Stavolta Sigonella (settecento km in linea d’aria dai luoghi dell’ultima battaglia in Libia) diventerebbe invece modello di collaborazione italo-statunitense, su eventuale richiesta americana per il suo uso nelle incursioni aeree che Obama ha deciso e avviato contro “gli uomini neri” del Califfato che occupano Sirte, città nativa di Gheddafi, e che Al Baghdadi vorrebbe trasformare in testa di ponte in un paese profondamente lacerato e sempre caotico con le sue profonde lacerazioni.

Per il governo Renzi – finora più che prudente nell’affrontare l’ipotesi di “pacificazione” della Libia – sarebbe difficile se non impossibile rispondere con un semplice “nisba” alla richiesta del presidente americano in scadenza, già alle prese con le bizze di un altro alleato, la Turchia di Erdogan, che vede la mano di Washington nel mancato golpe di poche settimane fa. Del resto, se “liberare” Sirte è la “pietra angolare per la normalizzazione della Libia”, altre strade non ve ne sono: troppo deboli le composite truppe del governo “ufficiale” del premier Serraj (bloccate da alcune centinaia di assediati) e troppo indecisi e divisi gli europei per sbrogliare la delicata matassa.

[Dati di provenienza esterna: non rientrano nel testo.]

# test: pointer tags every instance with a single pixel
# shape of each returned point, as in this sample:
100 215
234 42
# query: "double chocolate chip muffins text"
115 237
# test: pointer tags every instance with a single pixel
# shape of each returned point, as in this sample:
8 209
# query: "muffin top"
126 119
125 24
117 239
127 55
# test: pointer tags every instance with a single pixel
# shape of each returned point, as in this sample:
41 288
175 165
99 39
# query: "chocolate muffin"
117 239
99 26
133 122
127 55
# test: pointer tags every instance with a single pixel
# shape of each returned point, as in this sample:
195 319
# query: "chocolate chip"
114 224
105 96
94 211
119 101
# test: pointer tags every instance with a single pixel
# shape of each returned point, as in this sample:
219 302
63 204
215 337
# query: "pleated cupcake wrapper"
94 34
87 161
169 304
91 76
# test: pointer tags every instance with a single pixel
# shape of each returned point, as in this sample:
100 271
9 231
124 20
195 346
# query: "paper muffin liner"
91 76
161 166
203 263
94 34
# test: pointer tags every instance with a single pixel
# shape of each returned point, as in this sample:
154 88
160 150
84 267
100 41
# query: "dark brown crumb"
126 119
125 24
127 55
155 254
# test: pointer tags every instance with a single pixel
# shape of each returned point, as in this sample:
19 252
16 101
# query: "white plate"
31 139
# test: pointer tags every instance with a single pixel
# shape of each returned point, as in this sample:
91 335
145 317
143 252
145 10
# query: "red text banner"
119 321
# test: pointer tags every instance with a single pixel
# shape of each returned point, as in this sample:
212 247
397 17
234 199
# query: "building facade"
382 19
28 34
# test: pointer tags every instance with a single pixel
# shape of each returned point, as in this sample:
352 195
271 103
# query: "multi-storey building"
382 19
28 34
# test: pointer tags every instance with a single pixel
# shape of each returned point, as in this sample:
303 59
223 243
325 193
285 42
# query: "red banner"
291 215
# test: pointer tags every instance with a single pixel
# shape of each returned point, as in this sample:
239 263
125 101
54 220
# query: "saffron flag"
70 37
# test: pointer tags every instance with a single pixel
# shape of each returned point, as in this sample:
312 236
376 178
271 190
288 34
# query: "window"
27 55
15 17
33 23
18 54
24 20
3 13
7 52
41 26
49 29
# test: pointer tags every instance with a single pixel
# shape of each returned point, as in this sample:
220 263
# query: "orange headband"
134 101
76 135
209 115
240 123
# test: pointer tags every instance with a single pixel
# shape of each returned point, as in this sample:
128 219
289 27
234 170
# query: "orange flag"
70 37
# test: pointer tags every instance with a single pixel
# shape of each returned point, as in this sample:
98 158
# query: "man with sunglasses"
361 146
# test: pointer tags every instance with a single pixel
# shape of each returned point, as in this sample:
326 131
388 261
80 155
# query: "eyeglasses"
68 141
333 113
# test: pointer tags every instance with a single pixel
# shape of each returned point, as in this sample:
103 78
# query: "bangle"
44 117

E tuttavia non mancano rischi e contraddizioni: il Renzi che aveva rivendicato a gran voce la guida delle mosse in Libia si è messo sottovento, una passività che ora lo obbliga a inseguire Obama; il generale Haftar, che rivendica la leadership in contrasto con il “legittimo” governo di Serraj condanna l’intervento militare esterno (dopo aver accettato volentieri quello dell’amico egiziano El Sissi); l’ostilità della Russia minaccia di introdurre complicazioni nel già delicato quadro siriano; l’Isis potrebbe addirittura raccogliere qualche simpatia in una popolazione libica ostile comunque a interventi dall’estero; Parigi e Londra non sarebbero affatto scontente di una divisione territoriale fra Tripolitania e Cirenaica; e un’Italia che partecipa anche solo indirettamente ai bombardamenti contro un santuario del Califfato deve ulteriormente alzare la guardia contro eventuali vendette del Califfato nella Penisola, finora risparmiata da attacchi jihaddisti.

Fra tutte queste incognite, qualche certezza: il canale di Sicilia ridiventato rotta dei viaggi della speranza, con il suo carico di disperazione, di esplosività politica, di assenza europea, e di ritorno di trafficanti di una umanità che cerca di fuggire gli incubi e i soprusi che a loro riserva anche l’ultima tappa lungo le caotiche coste libiche.